April 2008, a killing occurred in the course of a dispute over drug money, with the offender present. The offender subsequently assisted by moving and disposing of the body, including by assisting dig a hole for the body. The body was placed in the hole and then set alight. The offender came forward to Police over a year later. He was sentenced to a starting point of three years imprisonment, which was recognised as being somewhat reduced given that there was an element of compulsion to the assistance.

7 See, for example, R v Shadrock HC Auckland CRI-2009-092-3881, 2 July 2010; R v Graham

HC Christchurch CRI-2004-009-2224, 14 September 2004; R v Ovalau HC Auckland CRI-2006-

092-10484, 13 March 2007.

[40] In this case, I consider that your involvement was significant. Your actions in disposing of the body were calculated and callous. I consider that your role in assisting dispose of the body is not significantly mitigated in any way by Mr Paino’s submissions that you did not touch the victim’s or directly deal with it. You directly assisted in trying to hide Mr Stevens’ body, to prevent it being recovered by his family and by Police.

[41] In those circumstances, I consider a starting point of two years six months’

imprisonment to be appropriate.

[42] Taking the approach suggested by the Crown, and applied to your co- offender, I consider that a two year uplift is appropriate considering the totality of the offending.

[43] That brings the starting point to 56 months’ (four years and 8 months’)

imprisonment before considering mitigating factors.

Mitigating Factors

[44] I accept your genuine remorse, as evidenced by the letter you have written, but consider it is not to the extent as to merit a discrete discount.

[45] Mr Paino submits that you should also receive a discount for your personal history. You obviously experienced a challenging and sad upbringing.

[46] I acknowledge the factors in your psychiatric assessment, and in particular the opinion that you suffer from complex post traumatic stress disorder, are reflective of your history of trauma and abuse. I accept this background contributed to your vulnerability to being involved in offending. I also recognise you have engaged well in psychological therapy. Recognition of that by a small discount is appropriate.

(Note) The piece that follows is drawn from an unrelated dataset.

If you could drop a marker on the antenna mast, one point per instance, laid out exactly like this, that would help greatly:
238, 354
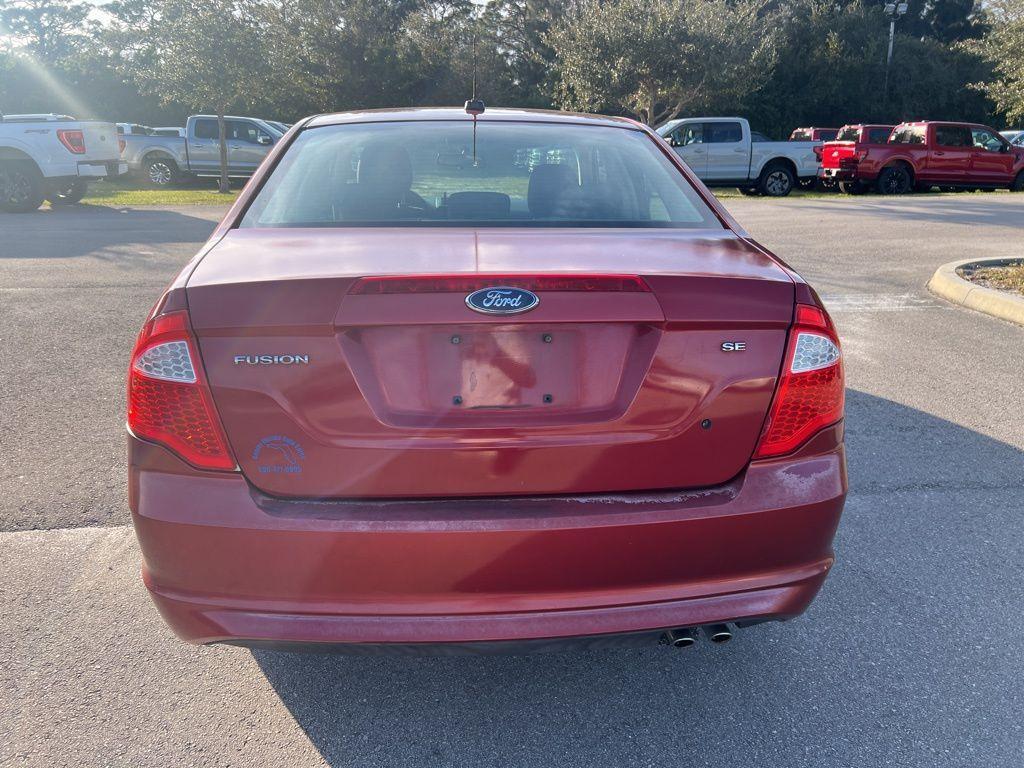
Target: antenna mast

[47] In accordance with authority, you are entitled to credit for your guilty plea. The Crown has accepted that you are entitled to a 25 per cent reduction in your sentence. Although you have been in custody without plea for an extended period of

time, that appears to have been as a result of discussions with the Crown. You pleaded guilty as soon as those discussions were resolved.

[48] A 25 per cent reduction for guilty plea reduces your sentence to three years

and four months’ imprisonment.


Result

[49] Ms Crook, please stand. I sentence you to three years four months’ imprisonment on the lead charge of causing grievous bodily harm with intent to injure, with a concurrent sentence of 22 months on the accessory after the fact to murder charge.

[50] You have already received your first strike warning.